Migrating Data from Greenplum 5

You can migrate data from Greenplum Database 5 to Greenplum Database 6 using standard backup and restore procedures (gpbackup and gprestore) or by using gpcopy.

Note: Upgrading a Pivotal Greenplum Database 5 system directly to Pivotal Greenplum Database 6 is not supported.
Follow these general guidelines to migrate your Greenplum 5 data:
  • If you have configured PXF in your Greenplum Database 5 installation, review Migrating PXF from Greenplum 5 to plan for the PXF migration.
  • Greenplum 6 removes the previously-deprecated gphdfs protocol. If you have created external tables that use gphdfs, remove the external table definitions and (optionally) recreate them to use Pivotal Extension Framework (PXF) before you migrate the data to Greenplum 6. Refer to Migrating gphdfs External Tables to PXF in the PXF documentation for the migration procedure.
  • Make sure that you have a complete backup of all data in the Greenplum 5 cluster, and that you can successfully restore the Greenplum 5 cluster if necessary.
  • Install and initialize a new Greenplum 6 cluster using the version 6 gpinitsystem utility.
    Note: Unless you modify file locations manually, gprestore only supports restoring data to a cluster that has the same number of hosts and the same number of segments per host, with each segment having the same content_id as the segment in the original cluster. Use gpcopy if you need to migrate data to a different-sized Greenplum 6 cluster.
  • If you intend to install Greenplum 6 on the same hardware as your Greenplum 5 system, you will need enough disk space to accommodate over 5 times the original data set (2 full copies of the primary and mirror data sets, plus the original backup data in ASCII format) in order to migrate data with gpbackup and gprestore. Keep in mind that the ASCII backup data will require more disk space than the original data, which may be stored in compressed binary format. Offline backup solutions such as Dell EMC Data Domain or Veritas NetBackup can reduce the required disk space on each host.
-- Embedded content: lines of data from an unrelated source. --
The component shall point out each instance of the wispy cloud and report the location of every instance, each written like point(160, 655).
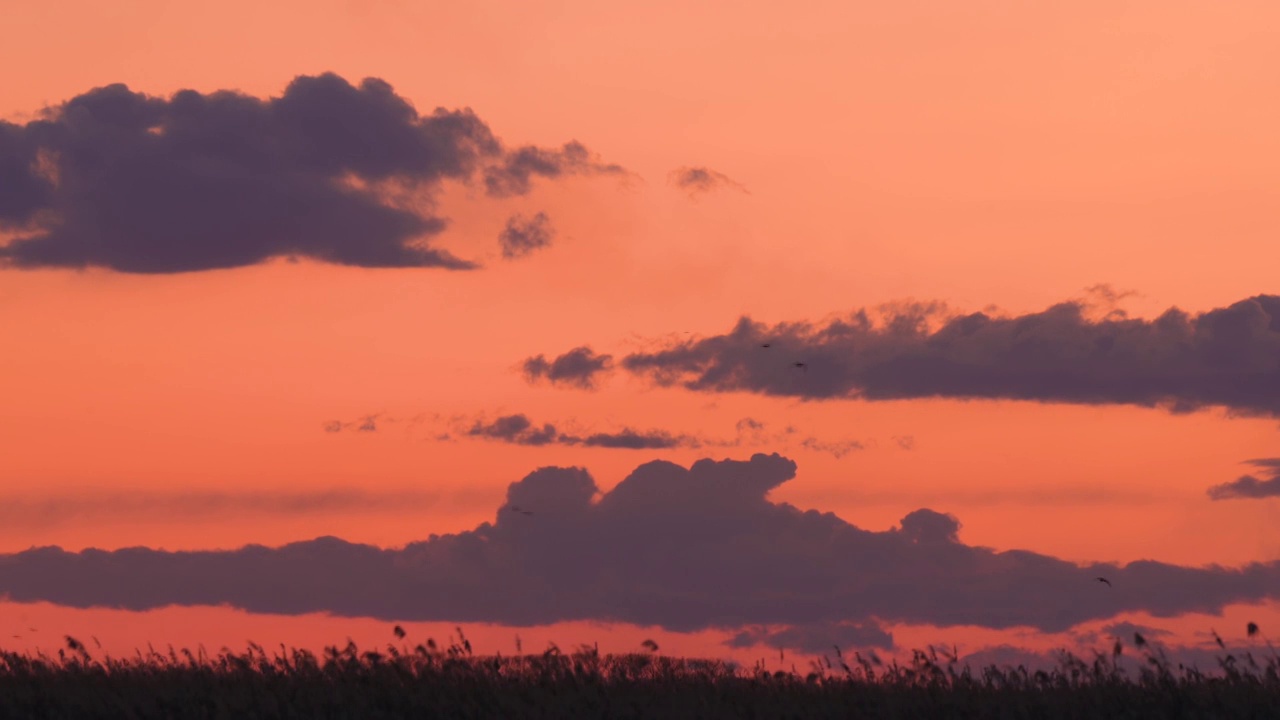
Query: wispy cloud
point(1179, 361)
point(519, 429)
point(698, 181)
point(1249, 487)
point(522, 235)
point(577, 368)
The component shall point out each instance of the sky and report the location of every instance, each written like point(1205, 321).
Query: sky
point(746, 329)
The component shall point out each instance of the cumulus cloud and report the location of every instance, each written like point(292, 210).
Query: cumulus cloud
point(39, 513)
point(1249, 487)
point(521, 235)
point(328, 171)
point(698, 181)
point(1225, 358)
point(579, 368)
point(684, 548)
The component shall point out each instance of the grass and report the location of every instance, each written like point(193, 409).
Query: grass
point(428, 680)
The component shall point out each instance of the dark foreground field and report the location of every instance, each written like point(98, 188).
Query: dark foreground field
point(426, 682)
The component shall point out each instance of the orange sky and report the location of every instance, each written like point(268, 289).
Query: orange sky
point(999, 154)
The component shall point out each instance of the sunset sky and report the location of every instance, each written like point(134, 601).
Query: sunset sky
point(735, 327)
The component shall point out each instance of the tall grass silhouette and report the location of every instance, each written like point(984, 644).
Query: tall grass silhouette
point(429, 680)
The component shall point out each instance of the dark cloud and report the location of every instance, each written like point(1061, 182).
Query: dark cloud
point(1229, 356)
point(520, 429)
point(515, 428)
point(839, 449)
point(519, 167)
point(524, 235)
point(680, 547)
point(817, 638)
point(1248, 487)
point(39, 513)
point(329, 171)
point(696, 181)
point(635, 440)
point(577, 368)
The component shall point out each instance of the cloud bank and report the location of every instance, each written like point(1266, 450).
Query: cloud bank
point(685, 548)
point(1229, 358)
point(327, 171)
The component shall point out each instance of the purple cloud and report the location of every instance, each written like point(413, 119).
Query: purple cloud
point(138, 183)
point(685, 548)
point(1180, 361)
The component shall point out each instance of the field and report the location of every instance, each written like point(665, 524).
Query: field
point(428, 680)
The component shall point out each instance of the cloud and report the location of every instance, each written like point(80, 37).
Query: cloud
point(513, 174)
point(524, 235)
point(577, 368)
point(698, 181)
point(515, 428)
point(39, 513)
point(520, 429)
point(634, 440)
point(836, 449)
point(1179, 361)
point(684, 548)
point(328, 171)
point(1248, 487)
point(817, 638)
point(371, 423)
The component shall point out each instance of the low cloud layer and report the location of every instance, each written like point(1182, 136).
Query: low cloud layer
point(684, 548)
point(579, 368)
point(522, 235)
point(1180, 361)
point(817, 638)
point(1251, 487)
point(700, 181)
point(327, 171)
point(42, 513)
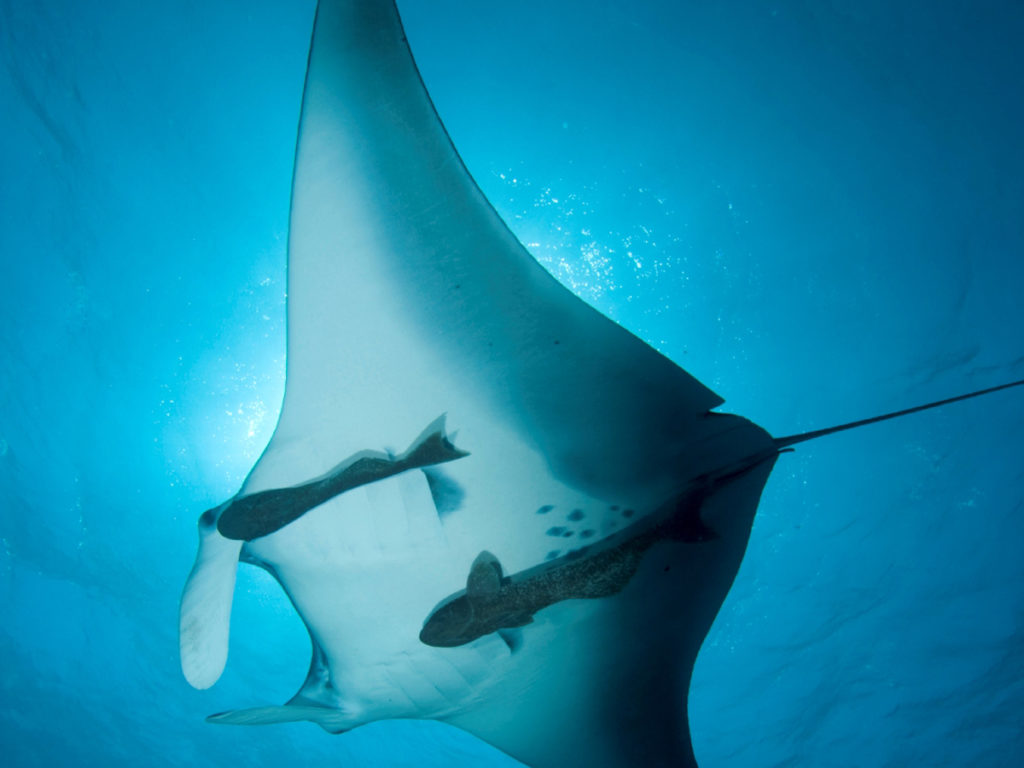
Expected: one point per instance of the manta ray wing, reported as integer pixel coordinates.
(408, 297)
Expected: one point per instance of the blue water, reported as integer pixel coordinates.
(815, 208)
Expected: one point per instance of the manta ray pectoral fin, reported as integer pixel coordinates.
(204, 619)
(484, 577)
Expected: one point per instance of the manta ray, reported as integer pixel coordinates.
(489, 504)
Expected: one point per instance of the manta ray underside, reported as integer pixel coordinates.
(489, 504)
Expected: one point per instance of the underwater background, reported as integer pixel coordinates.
(816, 208)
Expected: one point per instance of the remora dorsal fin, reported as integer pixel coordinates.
(484, 576)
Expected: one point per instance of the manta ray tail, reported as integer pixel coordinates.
(781, 442)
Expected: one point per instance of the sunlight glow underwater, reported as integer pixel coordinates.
(816, 212)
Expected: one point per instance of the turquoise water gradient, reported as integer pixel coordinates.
(815, 208)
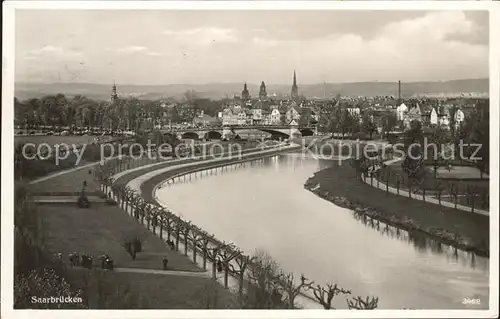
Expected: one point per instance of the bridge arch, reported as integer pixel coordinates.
(213, 135)
(276, 135)
(190, 136)
(306, 132)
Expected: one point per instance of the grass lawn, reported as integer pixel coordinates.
(101, 229)
(154, 291)
(71, 182)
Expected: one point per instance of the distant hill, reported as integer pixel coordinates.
(220, 90)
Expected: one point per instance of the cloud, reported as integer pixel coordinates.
(203, 36)
(49, 50)
(133, 49)
(264, 41)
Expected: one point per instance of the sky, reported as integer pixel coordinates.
(159, 47)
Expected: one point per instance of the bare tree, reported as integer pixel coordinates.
(195, 237)
(228, 253)
(325, 295)
(186, 229)
(291, 289)
(205, 241)
(242, 261)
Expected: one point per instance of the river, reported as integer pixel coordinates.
(264, 205)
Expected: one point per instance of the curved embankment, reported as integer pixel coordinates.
(460, 229)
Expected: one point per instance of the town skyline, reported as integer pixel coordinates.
(199, 47)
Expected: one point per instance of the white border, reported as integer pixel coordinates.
(8, 141)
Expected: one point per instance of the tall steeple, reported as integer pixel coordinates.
(262, 92)
(114, 96)
(295, 89)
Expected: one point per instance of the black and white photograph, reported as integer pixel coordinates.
(328, 158)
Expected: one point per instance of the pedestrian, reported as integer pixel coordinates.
(165, 263)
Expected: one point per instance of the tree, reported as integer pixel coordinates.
(242, 261)
(369, 303)
(325, 295)
(291, 289)
(264, 290)
(227, 254)
(368, 125)
(439, 140)
(480, 135)
(413, 162)
(389, 122)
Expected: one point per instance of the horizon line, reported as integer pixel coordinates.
(250, 83)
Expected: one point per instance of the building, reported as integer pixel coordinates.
(459, 117)
(434, 120)
(229, 117)
(204, 120)
(241, 117)
(275, 117)
(444, 116)
(401, 111)
(295, 89)
(414, 114)
(292, 114)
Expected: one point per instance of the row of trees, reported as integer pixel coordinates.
(262, 284)
(345, 122)
(59, 110)
(38, 273)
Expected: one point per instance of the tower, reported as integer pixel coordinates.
(114, 96)
(295, 89)
(262, 91)
(245, 95)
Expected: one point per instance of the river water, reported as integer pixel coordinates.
(264, 205)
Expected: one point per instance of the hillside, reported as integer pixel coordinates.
(220, 90)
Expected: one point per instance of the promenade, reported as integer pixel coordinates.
(101, 228)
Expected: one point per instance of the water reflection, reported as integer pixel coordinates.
(421, 242)
(264, 205)
(418, 240)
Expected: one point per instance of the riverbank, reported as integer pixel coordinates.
(463, 230)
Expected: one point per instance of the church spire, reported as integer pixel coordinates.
(114, 95)
(295, 89)
(245, 95)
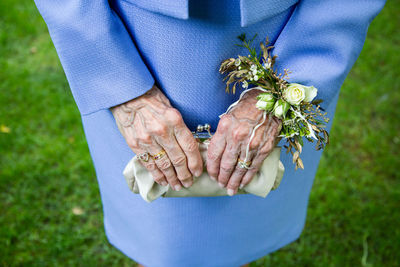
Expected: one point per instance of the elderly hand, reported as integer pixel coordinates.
(229, 142)
(149, 124)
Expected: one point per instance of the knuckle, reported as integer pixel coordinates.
(240, 171)
(145, 139)
(179, 160)
(225, 122)
(239, 134)
(226, 168)
(212, 156)
(164, 164)
(264, 151)
(191, 146)
(158, 178)
(159, 129)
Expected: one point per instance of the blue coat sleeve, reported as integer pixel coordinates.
(99, 57)
(322, 40)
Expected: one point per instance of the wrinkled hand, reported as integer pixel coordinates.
(149, 124)
(229, 142)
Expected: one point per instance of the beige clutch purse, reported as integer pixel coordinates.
(141, 182)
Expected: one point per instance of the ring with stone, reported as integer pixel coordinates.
(158, 155)
(144, 156)
(244, 165)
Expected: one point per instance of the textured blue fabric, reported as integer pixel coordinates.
(113, 53)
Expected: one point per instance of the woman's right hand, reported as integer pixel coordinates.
(149, 124)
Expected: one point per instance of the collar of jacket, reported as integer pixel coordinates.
(251, 11)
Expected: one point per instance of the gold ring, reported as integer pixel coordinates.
(244, 165)
(158, 155)
(144, 156)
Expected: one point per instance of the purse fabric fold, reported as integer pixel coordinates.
(266, 179)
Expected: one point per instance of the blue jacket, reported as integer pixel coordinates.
(113, 51)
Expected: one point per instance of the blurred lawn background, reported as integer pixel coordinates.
(50, 209)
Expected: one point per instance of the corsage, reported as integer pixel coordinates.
(293, 103)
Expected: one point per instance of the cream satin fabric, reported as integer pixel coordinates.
(267, 178)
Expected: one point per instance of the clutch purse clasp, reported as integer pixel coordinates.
(202, 133)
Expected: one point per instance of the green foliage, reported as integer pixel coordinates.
(50, 211)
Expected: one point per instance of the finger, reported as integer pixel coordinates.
(228, 162)
(215, 150)
(190, 147)
(155, 172)
(165, 165)
(257, 162)
(238, 173)
(138, 149)
(177, 158)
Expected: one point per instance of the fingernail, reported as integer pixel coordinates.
(231, 192)
(178, 187)
(187, 184)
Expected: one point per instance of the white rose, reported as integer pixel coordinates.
(265, 101)
(281, 108)
(237, 62)
(311, 93)
(294, 94)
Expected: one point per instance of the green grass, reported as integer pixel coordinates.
(47, 178)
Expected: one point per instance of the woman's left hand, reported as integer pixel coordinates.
(229, 142)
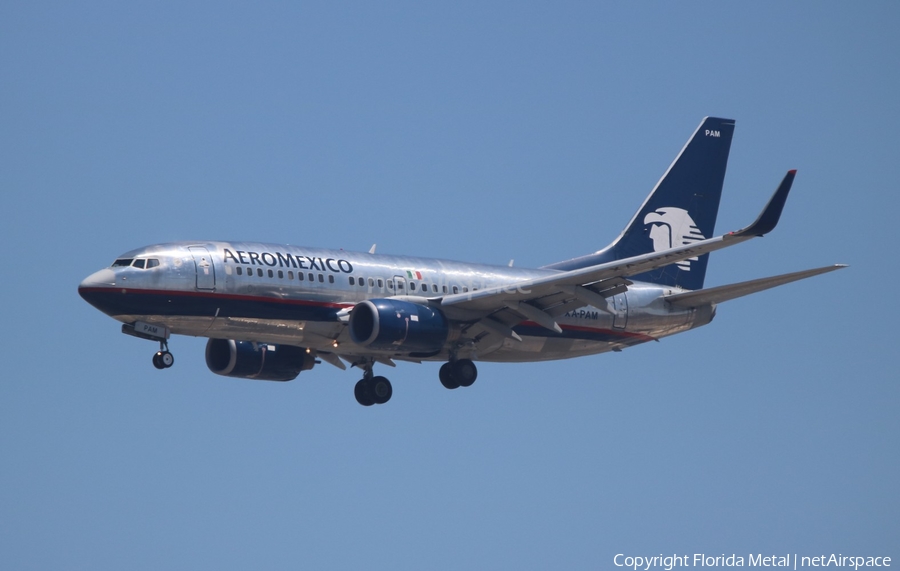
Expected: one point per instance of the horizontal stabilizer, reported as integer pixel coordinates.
(729, 292)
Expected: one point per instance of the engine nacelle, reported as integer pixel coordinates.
(248, 360)
(389, 324)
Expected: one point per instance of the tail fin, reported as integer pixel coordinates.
(681, 209)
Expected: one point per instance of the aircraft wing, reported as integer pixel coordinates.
(541, 300)
(732, 291)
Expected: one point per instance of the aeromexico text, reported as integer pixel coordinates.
(288, 261)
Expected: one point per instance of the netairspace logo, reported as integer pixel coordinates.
(787, 561)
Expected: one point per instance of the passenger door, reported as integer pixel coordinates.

    If you attempt to migrate your data on the same hardware but run out of free space, gpcopy provides the --truncate-source-after option to truncate each source table after copying the table to the destination cluster and validating the copy succeeded. This reduces the amount of free space needed to migrate clusters that reside on the same hardware. See Migrating Data with gpcopy for more information.

  • Use the Greenplum 6 gprestore utility to load the Greenplum 5 backup data into the new cluster.
  • If you use gpcopy to migrate data, initiate the gpcopy operation from the Greenplum 5 cluster. See Migrating Data with gpcopy for more information.
  • After migrating data you may need to modify SQL scripts, administration scripts, and user-defined functions as necessary to account for changes in Greenplum 6. Look in the Pivotal Greenplum 6.0.0 Release Notes for features and changes that may necessitate post-migration tasks.